Update February 2018: The Bill has now moved to the Commons, and clauses have been edited and become clauses 185-188. Updates are on the Commons page. This page covers the Bill as it was in the Lords.
Updated early-January 2018 – briefing, including the AI and ethics unit.
Update December 2018: Wider updated briefing for report stage
Imagine a data processing framework for social networks, where facebook get told, don’t worry about all those laws, the framework will take care of what you need to follow; the ICO, Judges, and courts, and human rights can’t touch you; you don’t need to worry anything pesky like following the law, or checking that election ads aren’t paid for in Rubles – since that’s just too hard for you to do, you don’t have to do it.
The first statutory “Framework for data processing” (in Government), snuck into the Data Protection Bill (clauses 175-178, page 99), legalises government using any data for anything it wishes (such Home Office typos or punitive DWP processing).
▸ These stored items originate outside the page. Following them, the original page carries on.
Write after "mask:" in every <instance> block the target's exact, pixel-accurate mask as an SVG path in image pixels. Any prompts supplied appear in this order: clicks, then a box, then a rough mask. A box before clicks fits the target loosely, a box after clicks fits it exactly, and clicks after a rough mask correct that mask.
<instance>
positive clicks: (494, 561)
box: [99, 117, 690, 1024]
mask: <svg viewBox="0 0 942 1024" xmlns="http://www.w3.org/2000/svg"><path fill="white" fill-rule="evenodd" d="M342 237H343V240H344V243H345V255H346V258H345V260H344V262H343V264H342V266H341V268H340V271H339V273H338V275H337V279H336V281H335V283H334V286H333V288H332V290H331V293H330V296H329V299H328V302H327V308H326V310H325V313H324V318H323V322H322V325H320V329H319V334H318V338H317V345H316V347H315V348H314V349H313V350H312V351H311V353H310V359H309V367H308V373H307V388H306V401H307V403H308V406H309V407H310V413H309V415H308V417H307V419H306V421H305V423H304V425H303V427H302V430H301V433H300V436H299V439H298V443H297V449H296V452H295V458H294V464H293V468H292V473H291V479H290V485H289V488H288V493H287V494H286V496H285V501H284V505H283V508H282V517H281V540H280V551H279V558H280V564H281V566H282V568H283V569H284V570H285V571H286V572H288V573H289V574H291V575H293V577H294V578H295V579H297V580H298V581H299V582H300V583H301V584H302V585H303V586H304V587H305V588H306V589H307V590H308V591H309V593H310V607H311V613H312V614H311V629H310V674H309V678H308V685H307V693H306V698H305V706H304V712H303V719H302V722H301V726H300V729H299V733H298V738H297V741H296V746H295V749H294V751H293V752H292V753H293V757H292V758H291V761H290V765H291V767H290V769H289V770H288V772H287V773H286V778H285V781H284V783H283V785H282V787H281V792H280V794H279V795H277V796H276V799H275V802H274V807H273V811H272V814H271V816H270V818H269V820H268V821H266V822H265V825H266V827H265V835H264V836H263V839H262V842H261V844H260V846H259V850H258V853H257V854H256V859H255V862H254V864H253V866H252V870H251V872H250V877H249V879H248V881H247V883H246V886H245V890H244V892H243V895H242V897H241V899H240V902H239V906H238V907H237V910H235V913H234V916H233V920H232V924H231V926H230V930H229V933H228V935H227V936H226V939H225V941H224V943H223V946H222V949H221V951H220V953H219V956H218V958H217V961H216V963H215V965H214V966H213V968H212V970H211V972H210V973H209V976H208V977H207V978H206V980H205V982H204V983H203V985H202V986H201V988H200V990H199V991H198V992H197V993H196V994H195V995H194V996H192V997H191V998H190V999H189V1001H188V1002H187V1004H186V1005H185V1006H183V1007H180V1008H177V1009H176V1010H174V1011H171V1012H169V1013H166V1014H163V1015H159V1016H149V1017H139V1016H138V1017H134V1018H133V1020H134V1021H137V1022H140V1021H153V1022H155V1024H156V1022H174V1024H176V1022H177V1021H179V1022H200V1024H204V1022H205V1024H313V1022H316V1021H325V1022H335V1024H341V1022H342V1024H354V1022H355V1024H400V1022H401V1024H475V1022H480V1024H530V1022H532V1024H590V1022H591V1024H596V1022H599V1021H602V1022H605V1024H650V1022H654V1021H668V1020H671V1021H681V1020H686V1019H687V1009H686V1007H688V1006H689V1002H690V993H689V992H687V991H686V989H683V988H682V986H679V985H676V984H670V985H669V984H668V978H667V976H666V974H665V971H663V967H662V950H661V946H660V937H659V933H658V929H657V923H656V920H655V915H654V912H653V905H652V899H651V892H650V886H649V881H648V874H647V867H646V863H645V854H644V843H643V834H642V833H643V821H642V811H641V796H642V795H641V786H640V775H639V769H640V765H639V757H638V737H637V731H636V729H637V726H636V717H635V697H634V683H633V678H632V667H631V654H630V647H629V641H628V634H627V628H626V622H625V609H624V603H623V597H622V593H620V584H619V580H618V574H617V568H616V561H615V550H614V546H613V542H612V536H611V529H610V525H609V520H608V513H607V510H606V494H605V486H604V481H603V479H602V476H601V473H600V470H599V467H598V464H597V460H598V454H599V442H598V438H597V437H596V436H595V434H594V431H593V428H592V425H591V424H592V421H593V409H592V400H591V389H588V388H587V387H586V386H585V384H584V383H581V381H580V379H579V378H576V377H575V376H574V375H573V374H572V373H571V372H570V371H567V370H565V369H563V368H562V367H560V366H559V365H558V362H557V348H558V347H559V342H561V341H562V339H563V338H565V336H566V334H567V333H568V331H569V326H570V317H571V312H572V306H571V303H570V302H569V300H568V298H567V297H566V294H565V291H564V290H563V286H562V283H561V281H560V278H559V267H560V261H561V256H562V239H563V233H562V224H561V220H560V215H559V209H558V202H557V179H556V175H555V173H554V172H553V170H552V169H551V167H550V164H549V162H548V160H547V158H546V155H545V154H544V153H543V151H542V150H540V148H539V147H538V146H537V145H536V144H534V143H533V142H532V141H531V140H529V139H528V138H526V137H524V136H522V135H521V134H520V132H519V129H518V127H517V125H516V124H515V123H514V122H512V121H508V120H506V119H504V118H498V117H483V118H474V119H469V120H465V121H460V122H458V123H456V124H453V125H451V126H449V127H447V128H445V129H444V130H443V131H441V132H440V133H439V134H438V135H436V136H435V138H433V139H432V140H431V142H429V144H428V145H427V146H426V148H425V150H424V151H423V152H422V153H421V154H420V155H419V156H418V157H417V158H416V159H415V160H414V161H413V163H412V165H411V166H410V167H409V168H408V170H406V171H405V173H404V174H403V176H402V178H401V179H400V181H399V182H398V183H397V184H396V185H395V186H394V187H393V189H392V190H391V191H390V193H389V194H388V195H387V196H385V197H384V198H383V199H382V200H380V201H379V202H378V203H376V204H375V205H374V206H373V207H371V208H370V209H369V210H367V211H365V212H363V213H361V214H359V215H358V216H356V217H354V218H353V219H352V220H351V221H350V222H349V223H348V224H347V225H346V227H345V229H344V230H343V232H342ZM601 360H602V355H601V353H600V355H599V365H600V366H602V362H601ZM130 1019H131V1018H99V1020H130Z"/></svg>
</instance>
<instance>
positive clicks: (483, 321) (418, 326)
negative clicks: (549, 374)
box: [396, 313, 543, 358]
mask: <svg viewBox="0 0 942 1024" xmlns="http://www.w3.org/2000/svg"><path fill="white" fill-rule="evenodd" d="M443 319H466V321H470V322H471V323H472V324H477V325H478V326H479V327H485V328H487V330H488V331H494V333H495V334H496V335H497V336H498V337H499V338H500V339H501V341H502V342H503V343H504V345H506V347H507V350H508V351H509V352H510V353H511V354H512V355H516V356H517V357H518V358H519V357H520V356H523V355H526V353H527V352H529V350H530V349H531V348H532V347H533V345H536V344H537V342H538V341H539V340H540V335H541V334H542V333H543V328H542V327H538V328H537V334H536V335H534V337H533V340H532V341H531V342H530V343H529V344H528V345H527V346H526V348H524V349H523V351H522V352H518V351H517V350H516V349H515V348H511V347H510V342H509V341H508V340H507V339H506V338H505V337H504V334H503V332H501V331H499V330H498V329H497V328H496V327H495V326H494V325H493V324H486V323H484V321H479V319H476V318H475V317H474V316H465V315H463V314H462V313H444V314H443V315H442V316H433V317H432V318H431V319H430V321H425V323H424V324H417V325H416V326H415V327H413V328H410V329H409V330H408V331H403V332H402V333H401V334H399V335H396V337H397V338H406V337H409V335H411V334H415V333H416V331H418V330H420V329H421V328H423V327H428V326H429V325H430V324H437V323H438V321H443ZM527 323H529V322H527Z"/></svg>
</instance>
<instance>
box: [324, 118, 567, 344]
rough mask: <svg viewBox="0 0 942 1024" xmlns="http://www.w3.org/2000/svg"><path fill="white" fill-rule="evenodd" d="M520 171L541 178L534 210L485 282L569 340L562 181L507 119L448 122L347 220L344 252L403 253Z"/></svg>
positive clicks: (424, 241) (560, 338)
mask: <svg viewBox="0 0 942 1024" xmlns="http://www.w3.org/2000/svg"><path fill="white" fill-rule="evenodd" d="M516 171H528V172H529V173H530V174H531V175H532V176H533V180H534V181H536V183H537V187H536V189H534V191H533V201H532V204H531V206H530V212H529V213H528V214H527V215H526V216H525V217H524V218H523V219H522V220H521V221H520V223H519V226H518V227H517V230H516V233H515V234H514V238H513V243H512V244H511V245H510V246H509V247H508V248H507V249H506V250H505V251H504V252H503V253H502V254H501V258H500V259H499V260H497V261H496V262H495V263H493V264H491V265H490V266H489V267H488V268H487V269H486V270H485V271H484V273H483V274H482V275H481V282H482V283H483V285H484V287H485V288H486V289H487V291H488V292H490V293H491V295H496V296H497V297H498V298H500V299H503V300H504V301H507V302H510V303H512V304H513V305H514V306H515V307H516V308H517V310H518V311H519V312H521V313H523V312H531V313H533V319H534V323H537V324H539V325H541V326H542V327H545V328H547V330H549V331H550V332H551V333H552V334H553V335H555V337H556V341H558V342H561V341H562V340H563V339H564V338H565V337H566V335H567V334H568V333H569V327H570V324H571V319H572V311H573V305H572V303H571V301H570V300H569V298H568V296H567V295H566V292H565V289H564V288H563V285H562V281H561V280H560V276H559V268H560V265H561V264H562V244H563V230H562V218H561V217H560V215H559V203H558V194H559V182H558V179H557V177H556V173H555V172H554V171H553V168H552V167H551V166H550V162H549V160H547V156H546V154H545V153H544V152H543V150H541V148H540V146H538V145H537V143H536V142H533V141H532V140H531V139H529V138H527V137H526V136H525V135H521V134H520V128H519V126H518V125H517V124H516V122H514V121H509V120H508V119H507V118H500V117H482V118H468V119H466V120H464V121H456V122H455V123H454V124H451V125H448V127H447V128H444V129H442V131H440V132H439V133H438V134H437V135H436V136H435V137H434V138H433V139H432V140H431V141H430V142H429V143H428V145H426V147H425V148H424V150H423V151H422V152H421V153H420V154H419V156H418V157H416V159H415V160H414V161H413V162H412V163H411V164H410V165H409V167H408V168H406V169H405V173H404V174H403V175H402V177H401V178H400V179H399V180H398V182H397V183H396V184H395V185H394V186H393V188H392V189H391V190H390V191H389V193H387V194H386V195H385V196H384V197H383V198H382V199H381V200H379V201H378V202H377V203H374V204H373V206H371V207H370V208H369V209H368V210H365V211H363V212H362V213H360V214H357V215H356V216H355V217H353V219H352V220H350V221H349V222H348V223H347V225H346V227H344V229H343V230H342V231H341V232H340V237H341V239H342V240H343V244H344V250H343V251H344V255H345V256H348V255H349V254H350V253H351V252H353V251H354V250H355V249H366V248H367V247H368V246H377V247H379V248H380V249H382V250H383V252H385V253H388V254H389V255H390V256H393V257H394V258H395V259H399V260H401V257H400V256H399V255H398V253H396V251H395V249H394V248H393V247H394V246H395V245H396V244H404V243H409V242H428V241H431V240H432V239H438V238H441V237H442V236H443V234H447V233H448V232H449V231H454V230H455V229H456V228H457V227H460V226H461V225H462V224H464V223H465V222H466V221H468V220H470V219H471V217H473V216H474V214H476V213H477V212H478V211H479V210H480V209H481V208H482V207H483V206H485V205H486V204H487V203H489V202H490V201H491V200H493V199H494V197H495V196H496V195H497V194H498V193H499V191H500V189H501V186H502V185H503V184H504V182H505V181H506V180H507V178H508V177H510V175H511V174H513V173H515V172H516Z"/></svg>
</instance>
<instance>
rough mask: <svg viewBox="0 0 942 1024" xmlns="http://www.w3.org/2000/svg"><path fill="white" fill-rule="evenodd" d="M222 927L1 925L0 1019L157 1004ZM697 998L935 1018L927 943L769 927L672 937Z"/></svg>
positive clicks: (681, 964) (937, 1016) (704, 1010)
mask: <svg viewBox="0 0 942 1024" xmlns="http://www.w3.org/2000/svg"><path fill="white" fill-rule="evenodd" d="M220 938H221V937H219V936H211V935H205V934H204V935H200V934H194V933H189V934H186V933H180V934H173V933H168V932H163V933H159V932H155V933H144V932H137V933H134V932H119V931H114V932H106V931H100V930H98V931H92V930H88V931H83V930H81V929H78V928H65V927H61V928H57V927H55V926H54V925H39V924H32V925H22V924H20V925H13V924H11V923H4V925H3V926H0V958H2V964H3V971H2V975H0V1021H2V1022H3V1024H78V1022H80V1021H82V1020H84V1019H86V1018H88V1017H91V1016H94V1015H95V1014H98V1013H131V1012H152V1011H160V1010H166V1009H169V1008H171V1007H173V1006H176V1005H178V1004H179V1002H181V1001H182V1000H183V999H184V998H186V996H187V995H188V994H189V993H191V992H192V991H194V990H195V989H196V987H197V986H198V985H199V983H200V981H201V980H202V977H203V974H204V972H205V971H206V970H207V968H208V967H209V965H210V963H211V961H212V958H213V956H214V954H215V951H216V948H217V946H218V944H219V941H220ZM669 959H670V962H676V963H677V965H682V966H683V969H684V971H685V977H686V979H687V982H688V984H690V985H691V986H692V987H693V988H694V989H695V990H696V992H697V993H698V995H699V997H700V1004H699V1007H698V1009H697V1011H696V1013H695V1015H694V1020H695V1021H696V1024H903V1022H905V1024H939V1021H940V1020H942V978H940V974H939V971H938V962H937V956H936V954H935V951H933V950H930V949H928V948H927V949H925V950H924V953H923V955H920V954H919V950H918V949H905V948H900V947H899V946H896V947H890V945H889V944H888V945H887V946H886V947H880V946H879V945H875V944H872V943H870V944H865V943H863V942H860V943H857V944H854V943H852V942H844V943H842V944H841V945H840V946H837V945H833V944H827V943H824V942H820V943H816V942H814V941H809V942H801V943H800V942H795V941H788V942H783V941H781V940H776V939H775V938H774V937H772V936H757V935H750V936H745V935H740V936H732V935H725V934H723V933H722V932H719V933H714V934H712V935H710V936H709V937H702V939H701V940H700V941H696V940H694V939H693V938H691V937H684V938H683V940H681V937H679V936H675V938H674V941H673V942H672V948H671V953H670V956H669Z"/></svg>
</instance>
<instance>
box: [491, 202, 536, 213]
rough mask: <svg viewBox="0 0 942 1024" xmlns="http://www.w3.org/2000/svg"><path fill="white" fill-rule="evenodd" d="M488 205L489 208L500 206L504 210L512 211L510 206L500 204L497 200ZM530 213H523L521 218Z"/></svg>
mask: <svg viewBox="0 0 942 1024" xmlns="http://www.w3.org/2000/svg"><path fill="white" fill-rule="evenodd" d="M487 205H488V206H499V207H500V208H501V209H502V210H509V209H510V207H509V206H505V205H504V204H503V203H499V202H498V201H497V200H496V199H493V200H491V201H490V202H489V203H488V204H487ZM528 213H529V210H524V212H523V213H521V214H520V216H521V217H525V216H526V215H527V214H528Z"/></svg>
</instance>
None of the other rules apply besides what Ministers write into the framework, and they can change it at whim.
The framework is only 23 sub-clauses, but 10 of them remove rights, scrutiny, consultation or oversight. It seems this Government has lessons for Henry VIII on using power to show contempt for both citizens and Parliament.
Of course, Government rarely does data processing these days and instead outsources most of it. So this is not just data processing, but a framework about data controllers and the merging data for data processing. We have spoken of these risks before (and pages 12-13).
If “Data Trusts” replicate the model of tax havens, then this is the framework that lets any sector, starting with Government, be exempted from the law. We have seen the effects of tax loopholes, this creates data loopholes. The next “frameworks” will apply to AI or health data.
Clauses 175-178 and Schedule 2 paragraph 4 must be removed from the Data Protection Bill.